AU Pro Softball emerged, operating its short season in a unique format. The Spark was briefly a member of the Women’s Professional Fastpitch (WPF) – which operated in a traditional model – before exiting to function independently, citing differences in ideologies.
“There’s always been division amongst different organizations and just too many options out there,” McElroy said. “We’re taking those initial steps to give these athletes the opportunities that everybody has worked so hard for,” she said.
McElroy’s sentiments are similar to those Jennie Finch expressed almost a year ago at the NFCA Convention. Finch, Lisa Fernandez, Cat Osterman, and Natasha Watley all sat on stage advocating for the AUSL to college coaches, players, and media.
“This is the bridge from the collegiate game to the pro space,” Finch emphasized at the December event. “I’m so thankful that there’s one engine, we’re all a part of [it] and moving forward to something that we’ve never been able to experience before.”
“This is the time you are going to get to see now the world’s best athletes on the same playing field,” Floyd said. “I think so many people just wanted to see it unite, even our athletes. Finally, the right people came together and made this work.”
For the first time, softball’s most influential were not only united but eager.
Better together
The AUSL has never been within a city year-round, building a local business around a team and creating long-term community presence.
“That is new for us, but where I think Spark will be particularly useful is helping us to expedite that learning curve,” Ng said.
The league’s commissioner plans to lean into the Spark as a sounding board of people who have found success in ticket sales, community events, and local partnerships.
“I think it speaks volumes about the way that we’re going about our business. We know that we have to rely on others to make sure that [teams] ramp up as quickly as we can.”

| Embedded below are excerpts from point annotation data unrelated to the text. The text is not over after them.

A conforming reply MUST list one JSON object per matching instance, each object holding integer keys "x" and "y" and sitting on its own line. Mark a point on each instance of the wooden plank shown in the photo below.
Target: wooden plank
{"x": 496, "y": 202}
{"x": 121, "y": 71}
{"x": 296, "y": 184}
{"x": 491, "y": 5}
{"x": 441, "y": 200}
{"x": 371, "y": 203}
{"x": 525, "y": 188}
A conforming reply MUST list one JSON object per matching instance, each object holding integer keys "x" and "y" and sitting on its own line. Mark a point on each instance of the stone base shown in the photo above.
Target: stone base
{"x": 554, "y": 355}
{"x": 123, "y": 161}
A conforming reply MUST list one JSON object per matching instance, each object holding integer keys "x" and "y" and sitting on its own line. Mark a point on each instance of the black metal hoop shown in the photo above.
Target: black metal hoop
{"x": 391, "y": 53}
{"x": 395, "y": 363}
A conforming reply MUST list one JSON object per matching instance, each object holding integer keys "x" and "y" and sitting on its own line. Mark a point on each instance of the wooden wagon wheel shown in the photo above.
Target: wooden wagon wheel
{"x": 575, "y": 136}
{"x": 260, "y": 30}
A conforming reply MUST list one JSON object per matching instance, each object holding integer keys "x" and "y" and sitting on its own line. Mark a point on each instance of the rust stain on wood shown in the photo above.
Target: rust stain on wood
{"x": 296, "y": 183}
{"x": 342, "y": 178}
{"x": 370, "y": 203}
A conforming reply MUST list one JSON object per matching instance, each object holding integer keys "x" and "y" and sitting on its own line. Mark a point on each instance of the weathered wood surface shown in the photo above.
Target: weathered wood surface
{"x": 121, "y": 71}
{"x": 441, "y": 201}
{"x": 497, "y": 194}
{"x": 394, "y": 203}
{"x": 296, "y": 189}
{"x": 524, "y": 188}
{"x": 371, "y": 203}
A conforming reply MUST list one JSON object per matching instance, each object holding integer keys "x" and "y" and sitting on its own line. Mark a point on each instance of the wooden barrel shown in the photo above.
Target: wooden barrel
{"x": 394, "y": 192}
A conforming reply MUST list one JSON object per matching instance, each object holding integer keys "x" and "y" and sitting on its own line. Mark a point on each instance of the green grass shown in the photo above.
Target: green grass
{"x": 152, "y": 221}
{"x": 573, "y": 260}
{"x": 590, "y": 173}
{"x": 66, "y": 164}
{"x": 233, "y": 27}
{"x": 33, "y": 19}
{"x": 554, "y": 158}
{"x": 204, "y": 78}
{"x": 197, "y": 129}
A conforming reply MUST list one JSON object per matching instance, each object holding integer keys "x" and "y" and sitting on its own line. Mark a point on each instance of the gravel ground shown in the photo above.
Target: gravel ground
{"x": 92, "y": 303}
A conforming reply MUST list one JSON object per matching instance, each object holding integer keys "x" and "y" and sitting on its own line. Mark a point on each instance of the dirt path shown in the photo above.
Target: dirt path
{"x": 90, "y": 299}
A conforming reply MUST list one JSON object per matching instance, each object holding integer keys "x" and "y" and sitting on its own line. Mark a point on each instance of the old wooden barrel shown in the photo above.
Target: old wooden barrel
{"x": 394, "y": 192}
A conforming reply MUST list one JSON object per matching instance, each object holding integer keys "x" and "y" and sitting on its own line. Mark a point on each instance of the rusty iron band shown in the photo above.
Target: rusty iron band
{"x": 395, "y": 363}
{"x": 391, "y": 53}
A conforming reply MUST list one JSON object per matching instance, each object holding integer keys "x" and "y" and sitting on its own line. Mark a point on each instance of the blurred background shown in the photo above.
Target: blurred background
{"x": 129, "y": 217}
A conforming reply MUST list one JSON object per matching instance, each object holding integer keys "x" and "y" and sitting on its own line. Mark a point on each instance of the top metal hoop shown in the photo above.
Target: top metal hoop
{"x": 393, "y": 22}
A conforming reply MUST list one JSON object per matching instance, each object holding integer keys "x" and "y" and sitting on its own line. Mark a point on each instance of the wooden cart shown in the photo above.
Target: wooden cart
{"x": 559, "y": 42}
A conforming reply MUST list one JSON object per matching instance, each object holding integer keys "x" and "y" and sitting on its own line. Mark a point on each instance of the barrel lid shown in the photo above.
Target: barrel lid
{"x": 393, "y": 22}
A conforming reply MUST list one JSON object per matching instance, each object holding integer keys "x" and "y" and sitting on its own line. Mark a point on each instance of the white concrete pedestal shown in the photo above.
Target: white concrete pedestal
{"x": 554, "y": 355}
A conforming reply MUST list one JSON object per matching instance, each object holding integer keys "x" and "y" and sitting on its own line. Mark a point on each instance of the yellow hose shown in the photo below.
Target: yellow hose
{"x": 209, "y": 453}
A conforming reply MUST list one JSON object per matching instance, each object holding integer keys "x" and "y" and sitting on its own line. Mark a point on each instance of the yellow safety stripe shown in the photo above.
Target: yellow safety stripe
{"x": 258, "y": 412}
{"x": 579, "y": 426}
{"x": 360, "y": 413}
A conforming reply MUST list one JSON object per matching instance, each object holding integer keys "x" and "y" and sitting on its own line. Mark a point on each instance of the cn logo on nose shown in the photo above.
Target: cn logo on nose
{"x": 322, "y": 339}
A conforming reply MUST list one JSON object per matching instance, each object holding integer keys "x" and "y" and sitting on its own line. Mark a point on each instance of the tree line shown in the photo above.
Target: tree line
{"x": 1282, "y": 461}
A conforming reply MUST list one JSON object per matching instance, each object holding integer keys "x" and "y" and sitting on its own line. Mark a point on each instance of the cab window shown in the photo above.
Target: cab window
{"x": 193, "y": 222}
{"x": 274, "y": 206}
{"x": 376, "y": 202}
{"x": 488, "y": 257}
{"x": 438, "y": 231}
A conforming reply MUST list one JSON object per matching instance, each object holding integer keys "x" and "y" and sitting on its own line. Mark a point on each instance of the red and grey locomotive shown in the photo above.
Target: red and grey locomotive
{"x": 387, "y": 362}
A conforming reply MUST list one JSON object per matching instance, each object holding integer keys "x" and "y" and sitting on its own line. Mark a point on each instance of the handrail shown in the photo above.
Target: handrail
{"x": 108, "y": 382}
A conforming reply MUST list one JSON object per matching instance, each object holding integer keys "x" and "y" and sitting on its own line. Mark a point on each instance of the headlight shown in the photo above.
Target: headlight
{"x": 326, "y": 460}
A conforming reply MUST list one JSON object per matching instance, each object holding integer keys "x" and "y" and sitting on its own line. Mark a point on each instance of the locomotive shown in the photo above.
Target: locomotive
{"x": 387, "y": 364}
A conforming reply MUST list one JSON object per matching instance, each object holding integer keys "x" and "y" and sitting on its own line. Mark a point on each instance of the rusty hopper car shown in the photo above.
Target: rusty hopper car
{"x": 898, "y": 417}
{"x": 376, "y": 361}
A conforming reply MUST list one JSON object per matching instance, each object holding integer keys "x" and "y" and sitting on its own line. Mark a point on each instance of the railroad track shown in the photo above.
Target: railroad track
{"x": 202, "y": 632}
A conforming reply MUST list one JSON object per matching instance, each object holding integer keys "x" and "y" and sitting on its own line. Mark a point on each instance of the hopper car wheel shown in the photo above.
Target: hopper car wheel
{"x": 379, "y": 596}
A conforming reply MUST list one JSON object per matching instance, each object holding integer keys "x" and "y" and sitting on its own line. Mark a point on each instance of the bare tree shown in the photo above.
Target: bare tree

Take the Spark’s connection between camps and fandom, for example. The team structured a catching clinic around four-time OU National Champion Kinzie Hansen for players from 6 to 18 years old. The camp package included a complimentary ticket to any game during the 2025 season, a Spark t-shirt, and an autograph session.
“To cement that adoration of a kid’s role model, I think it’s kind of epic,” Ng said. “If you’re able to do that, create that in your market and bring a role model to the young players, I think that you’ve created a life-long fan.”
McElroy was involved with camps and clinics for years. Through her work with Major League Baseball, she developed a viewpoint that kids want proximity and interaction with the athletes above all else – even instruction.
That philosophy influences the Spark clinics to be smaller, more intimate experiences.
“When we have our camps… we try not to have 150 kids when you only get two hours with Kenzie Hansen or Jayda Coleman,” McElroy said. “We want to see the actual impact that the professional player is having on the kid because I think that is what really lasts a lifetime.”
While the Spark excels on the granular level, Floyd is excited about the structure and exposure that come with joining a national league with large-scale staff and resources.
She noted that playing independently has its challenges: facing the same competition repeatedly, a lack of formality, and the need for rules and regulations.
“I can’t tell you how many policies and procedures Destinee and I have had to make up just because there haven’t been any. The AUSL has created that and is on the national platform. That to me is what the Spark needs,” Floyd said.
Not to mention the AUSL’s historic broadcast deal with ESPN and the league’s ongoing partnership with Major League Baseball.
The Spark’s fan base will have potential beyond Oklahoma to a national audience.
True to Sooner spirit, Floyd and McElroy have pioneered pro softball in Oklahoma, building the Spark. Now their next frontier is an AUSL Championship.